My Infatuation with 2D Maps

December 4, 2017 dnd rpgs sarakesh maps moldvay nilvein

Inspired by Jeff Rient’s Vaults of Vyzor and Natalie Bennett’s Sewers of San Draso, I’ve been working on a new megadungeon campaign for my B/Xers called the Sewers of Sarakesh. I’ve always loved that old Moldvay style side-view map1 and I wanted to see how hard that would be to emulate in illustrator today.

Apparently it’s pretty easy to do, and a lot of fun. So here’s a rough draft of the Sewers with the names blocked out so you can print it up and write your own level names in the spaces.

Cross section of the Sewers of SarakeshCross section of the Sewers of Sarakesh

Compiling the Megadungeon

While I’ve been working on this, I’ve been going through some eBayed old modules, particularly B2 The Keep on the Borderlands and B4 The Lost City. I’m taking Jeff Rient’s idea that a lot of DMing is about making connections as opposed to inventing stuff whole cloth.

Cross section of module B4 The Lost CityCross section of module B4 The Lost City

For instance, the pyramid at the top of the sewers - I’m just going to steal the step pyramid from the Lost City (pictured above), change up the key and do a little pallet swapping. The real question will be how does the step pyramid from the Lost City connect to the other dungeon levels, which themselves, for the most part, will just be stolen, re-tooled, and re-themed dungeons from other products, mixed in with some of my own.

The titular Keep from B2 is really just a good, functional model of a working keep/castle to steal and place in your games. The NPCs don’t even have names in the module. You just rename them, refigure the numbers of guards, merchants, NPCs wandering through, mixup the layout of the keep a bit and the terrain it’s on, and boom, you have a pretty well thought-out functional keep for your games. In fact my biggest complaint with B2 is that there isn’t like an executive summary top-sheet for the Keep with all the information you may need (how many guards on duty, how many total reinforcements, total citizens, how alarms are sounded, and how many people respond when they are). This is all pretty boring routine stuff, so I get why it’s not included, but when planning a siege adventure at the keep, I’ve had to total all that information up myself (which was pretty easy to do), so that may be worth releasing at some point.

Collecting a World

Even my campaign map will be stolen, since I literally can’t find a better hex map in the world than the one that came with Divine Right (it’s even more beautiful in person).

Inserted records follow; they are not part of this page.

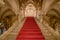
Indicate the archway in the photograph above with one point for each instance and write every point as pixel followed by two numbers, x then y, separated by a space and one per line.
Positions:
pixel 30 11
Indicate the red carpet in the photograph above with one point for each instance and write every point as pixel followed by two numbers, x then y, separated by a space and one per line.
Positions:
pixel 30 31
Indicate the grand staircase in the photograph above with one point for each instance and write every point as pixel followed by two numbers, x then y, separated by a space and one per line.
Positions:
pixel 30 31
pixel 36 31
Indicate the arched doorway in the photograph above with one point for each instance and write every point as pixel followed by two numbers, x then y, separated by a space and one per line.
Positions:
pixel 30 11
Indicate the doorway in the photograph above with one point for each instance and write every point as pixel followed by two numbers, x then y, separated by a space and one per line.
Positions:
pixel 30 11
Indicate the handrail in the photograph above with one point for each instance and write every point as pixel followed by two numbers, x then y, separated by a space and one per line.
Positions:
pixel 56 35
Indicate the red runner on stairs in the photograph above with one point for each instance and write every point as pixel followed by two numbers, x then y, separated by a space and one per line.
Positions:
pixel 30 31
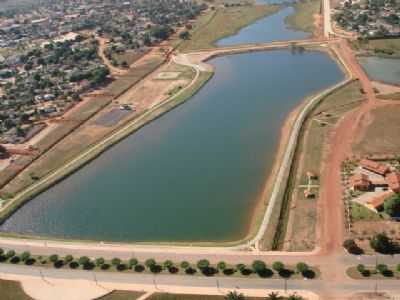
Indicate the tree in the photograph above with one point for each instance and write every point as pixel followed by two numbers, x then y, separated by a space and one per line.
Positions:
pixel 302 267
pixel 53 258
pixel 25 255
pixel 221 265
pixel 203 264
pixel 381 243
pixel 83 260
pixel 99 261
pixel 381 268
pixel 184 35
pixel 258 266
pixel 10 253
pixel 185 265
pixel 278 266
pixel 133 262
pixel 361 268
pixel 234 296
pixel 273 296
pixel 168 264
pixel 295 297
pixel 68 258
pixel 392 205
pixel 150 262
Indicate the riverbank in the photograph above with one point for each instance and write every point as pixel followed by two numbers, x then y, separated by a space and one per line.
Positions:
pixel 230 243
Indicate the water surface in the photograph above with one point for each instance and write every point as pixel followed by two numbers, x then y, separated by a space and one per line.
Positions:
pixel 268 29
pixel 194 174
pixel 382 69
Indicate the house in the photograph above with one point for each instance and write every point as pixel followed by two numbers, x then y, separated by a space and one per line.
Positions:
pixel 375 167
pixel 360 182
pixel 377 202
pixel 393 180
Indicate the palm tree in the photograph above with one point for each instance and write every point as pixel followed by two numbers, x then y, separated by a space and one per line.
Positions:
pixel 234 296
pixel 273 296
pixel 295 297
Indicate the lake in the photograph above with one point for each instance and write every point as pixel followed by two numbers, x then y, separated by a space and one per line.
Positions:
pixel 194 174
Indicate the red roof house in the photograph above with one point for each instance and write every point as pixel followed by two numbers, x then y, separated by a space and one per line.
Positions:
pixel 393 180
pixel 360 182
pixel 375 167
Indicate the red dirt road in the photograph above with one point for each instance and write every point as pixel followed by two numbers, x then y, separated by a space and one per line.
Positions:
pixel 332 209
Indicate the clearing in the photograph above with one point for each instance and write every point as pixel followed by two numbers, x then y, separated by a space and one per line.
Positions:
pixel 222 22
pixel 380 47
pixel 381 133
pixel 300 221
pixel 301 19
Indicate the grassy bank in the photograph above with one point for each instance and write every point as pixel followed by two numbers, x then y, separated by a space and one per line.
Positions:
pixel 12 290
pixel 222 22
pixel 95 150
pixel 303 18
pixel 379 47
pixel 308 158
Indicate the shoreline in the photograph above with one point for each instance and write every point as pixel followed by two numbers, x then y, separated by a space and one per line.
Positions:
pixel 256 214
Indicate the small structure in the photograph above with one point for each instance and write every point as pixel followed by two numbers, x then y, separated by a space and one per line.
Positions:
pixel 311 176
pixel 393 180
pixel 376 203
pixel 309 194
pixel 375 167
pixel 360 182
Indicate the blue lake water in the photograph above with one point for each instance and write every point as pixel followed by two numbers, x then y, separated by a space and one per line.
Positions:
pixel 194 174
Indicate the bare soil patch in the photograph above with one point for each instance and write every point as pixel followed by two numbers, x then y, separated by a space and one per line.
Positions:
pixel 381 134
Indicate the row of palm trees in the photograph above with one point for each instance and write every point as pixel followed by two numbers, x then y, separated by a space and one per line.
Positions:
pixel 271 296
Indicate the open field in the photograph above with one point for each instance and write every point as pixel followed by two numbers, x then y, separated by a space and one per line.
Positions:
pixel 76 118
pixel 12 290
pixel 303 19
pixel 222 22
pixel 300 226
pixel 380 47
pixel 382 133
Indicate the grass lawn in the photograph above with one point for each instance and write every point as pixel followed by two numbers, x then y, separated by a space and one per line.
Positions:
pixel 359 212
pixel 222 22
pixel 303 19
pixel 12 290
pixel 121 295
pixel 310 152
pixel 382 47
pixel 382 133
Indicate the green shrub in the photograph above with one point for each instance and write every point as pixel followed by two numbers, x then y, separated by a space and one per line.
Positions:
pixel 53 258
pixel 83 260
pixel 278 266
pixel 203 263
pixel 68 258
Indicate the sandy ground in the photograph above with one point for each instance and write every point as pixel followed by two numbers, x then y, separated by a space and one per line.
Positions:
pixel 102 46
pixel 386 88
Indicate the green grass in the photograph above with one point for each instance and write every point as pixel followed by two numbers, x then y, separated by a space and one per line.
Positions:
pixel 12 290
pixel 122 295
pixel 303 18
pixel 381 47
pixel 310 149
pixel 224 21
pixel 361 213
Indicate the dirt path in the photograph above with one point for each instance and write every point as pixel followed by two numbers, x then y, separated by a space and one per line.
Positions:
pixel 332 228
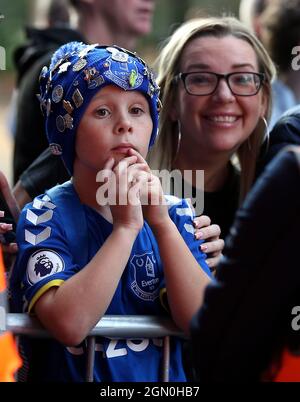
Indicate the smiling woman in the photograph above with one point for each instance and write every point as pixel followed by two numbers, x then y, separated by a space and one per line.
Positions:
pixel 215 88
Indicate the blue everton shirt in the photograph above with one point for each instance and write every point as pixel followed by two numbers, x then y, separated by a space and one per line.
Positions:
pixel 45 259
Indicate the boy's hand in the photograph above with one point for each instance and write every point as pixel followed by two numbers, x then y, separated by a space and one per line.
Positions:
pixel 153 201
pixel 213 246
pixel 124 181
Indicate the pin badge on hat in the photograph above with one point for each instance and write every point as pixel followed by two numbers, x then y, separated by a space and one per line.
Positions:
pixel 79 65
pixel 60 123
pixel 43 73
pixel 57 93
pixel 56 149
pixel 64 67
pixel 67 106
pixel 77 98
pixel 87 49
pixel 117 55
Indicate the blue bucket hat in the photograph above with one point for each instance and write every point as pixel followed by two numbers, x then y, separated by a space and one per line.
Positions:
pixel 77 71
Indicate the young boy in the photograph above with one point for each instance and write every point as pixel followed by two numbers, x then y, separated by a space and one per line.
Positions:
pixel 80 259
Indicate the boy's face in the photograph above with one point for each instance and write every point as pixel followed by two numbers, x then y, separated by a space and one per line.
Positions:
pixel 114 121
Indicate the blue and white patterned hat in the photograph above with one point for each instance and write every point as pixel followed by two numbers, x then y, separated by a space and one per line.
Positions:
pixel 77 71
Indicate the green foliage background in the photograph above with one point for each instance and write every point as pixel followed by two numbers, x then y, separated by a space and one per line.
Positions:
pixel 169 14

Map of Minaria from the TSR game Divine RightMap of Minaria from the TSR game Divine Right

Now a lot of the basic work is done here in the map itself, where is the stuff, what’s it called. But I know that Muetar on the hex map (the yellow nation in the middle) will probably be Yoon-Suin. The Sewers will be somewhere in Shucassam (the orange hexes). Where will Vornheim go? I’m not sure, maybe I’ll change it to Zornheim and put it in Zorn.

I think of a good campaign is built a lot like a comedian’s act. You’re goal is to build a large wealth of material, which you can then you pull from depending on the audience, crowd, or situation.

The details of Sarakesh will be filled in over time, and through play, but I’m starting with the below and building from there.

Sarakesh In Twenty-Five Words or Less2

Ratcatching, opium fever, hookahs, slums, sand, pyramids, scheming viziers, harems, Arabian Nights, djinn, Crocmen, Brom, Anubis, flying carpets, stargate, the hand, jackalmen, Diablo 2 Act II, decadence.

Sarakesh XP Basics

This is all almost entirely stolen whole-hog from Natalie Bennet. But it’s my starting place. All the gp awards are awarded in total to surviving party members each session and then divided up amongst them and their retainers as per usual. 1xp per gold recovered, plus carousing.